Unfortunately, the findings of Umemoto and colleagues12 cannot be directly compared with the recent paper of Nerla et al13, because of the per-slice analysis in one study and the per-patient analysis in the other. Ideally, both per-patient and per-slice data should be provided because each conveys different information, and for future studies it would be valuable if this approach could be standardised. Also, the extent of the plaque prolapse (in terms of its area and “depth”) may confer different risks of cerebral embolism. Further investigation of this issue is a matter of considerable interest.

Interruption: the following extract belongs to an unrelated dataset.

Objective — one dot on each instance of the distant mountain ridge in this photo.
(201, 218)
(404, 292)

Future efforts will need not only to evaluate plaque prolapse predictors6 in the novel mesh-covered carotid stents but also to determine whether there is any definable unprotected (i.e., not covered/excluded by micromesh) plaque prolapse threshold for subclinical vs. clinical cerebral embolism. Moreover, rapidly evolving innovations will improve intravascular imaging resolution, enabling routine MicroNet filament visualisation. The research cycle of mesh-covered carotid stents (that now expands to large-scale clinical studies with a long-term follow-up2) may need re-evaluation in animal models, with progress in imaging technologies14,15 in a position to demonstrate unequivocally that the residual plaque prolapse seen with CGuard EPS is indeed mesh covered.
Conflict of interest statement
P. Musialek was co-Principal Investigator in the InspireMD CARENET Trial (Carotid Embolic Protection Using MicroNet) and participated in the CGuard Advisory Board. Currently he is a Principal Investigator in the industry-independent PARADIGM/PARADIGM–Extend Academic Study. E. Stabile has no conflicts of interest to declare.